Im Herbst und Winter reizen Kälte, Wind und Heizungsluft die Augen – die Folgen sind Trockenheit, Rötungen, Brennen und Jucken. Das Symptom „Trockenes Auge“ entsteht, wenn Sie keine ausreichende Tränenflüssigkeit bilden oder die Tränenflüssigkeit in ihrer Zusammensetzung nicht optimal ist.

Das sogenannte „trockene Auge“ ist keine echte Entzündung, aber häufig die Ursache für belastende Beschwerden. Verantwortlich dafür sind oft Stress, qualitativ schlechte Ernährung, Bildschirmarbeit und trockene Zimmerluft, Heizung, Klimaanlagen sowie zu wenig Flüssigkeitszufuhr. Daneben gehören Hormonveränderungen, etwa bei Frauen gehören die Hormonumstellung in der Menopause oder bedingt durch die Antibabypille oder andere Hormonpräparate und vor allem Rauchen zu den auslösenden Faktoren. Diabetes mellitus, Schilddrüsenerkrankungen, Nierenfunktionsstörungen wie auch rheumatische Erkrankungen können ebenso für trockene Augen verantwortlich sein.
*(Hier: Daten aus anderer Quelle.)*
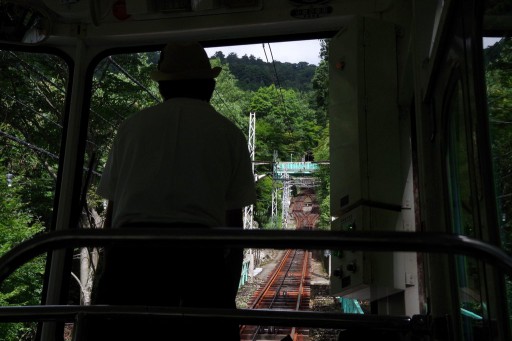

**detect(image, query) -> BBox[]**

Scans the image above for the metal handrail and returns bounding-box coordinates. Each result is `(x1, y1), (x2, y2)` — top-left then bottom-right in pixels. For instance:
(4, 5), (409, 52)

(0, 228), (512, 283)
(0, 228), (512, 334)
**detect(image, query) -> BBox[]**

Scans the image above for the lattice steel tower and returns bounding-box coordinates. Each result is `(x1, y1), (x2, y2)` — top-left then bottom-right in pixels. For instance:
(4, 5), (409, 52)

(244, 112), (256, 229)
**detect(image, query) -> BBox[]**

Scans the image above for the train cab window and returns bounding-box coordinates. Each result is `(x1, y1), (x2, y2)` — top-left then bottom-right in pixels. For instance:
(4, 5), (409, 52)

(79, 40), (330, 310)
(0, 50), (70, 340)
(446, 75), (485, 322)
(484, 37), (512, 330)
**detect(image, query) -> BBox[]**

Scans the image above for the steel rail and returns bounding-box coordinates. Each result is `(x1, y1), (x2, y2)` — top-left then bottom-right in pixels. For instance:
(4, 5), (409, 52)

(0, 228), (512, 283)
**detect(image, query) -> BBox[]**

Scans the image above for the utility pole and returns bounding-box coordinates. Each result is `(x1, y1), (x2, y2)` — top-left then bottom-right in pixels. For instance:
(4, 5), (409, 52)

(244, 112), (256, 229)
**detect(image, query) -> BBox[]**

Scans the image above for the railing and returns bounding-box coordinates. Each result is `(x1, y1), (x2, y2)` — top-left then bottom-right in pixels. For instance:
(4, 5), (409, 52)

(0, 228), (512, 335)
Helfen können Ihnen Heilpflanzenauszüge aus Schöllkraut (Chelidonium majus) in Form von Augentropfen. Diese Pflanze unterstützt die Funktion der Meibomschen Drüse (Talgdrüse am Rand der Augenlider) und trägt so dazu bei, dass Menge und Zusammensetzung des Tränenfilms zurück ins Gleichgewicht kommen. Ferner wirkt Schöllkraut entspannend und dadurch auch schmerzlindernd. Damit sind Augentropfen mit Schöllkraut (z. B. Chelidonium Rh D4 Augentropfen von Weleda) nicht nur ein kurzfristig wirkender Tränenersatz, sondern sie fördern die Tränensekretion der Augen und helfen ihnen, selbst wieder ausreichend Flüssigkeit zu produzieren. Dauern die Beschwerden länger als drei Tage an, sollten Sie jedoch unbedingt Ihren Augenarzt aufsuchen und diese ärztlich abklären lassen.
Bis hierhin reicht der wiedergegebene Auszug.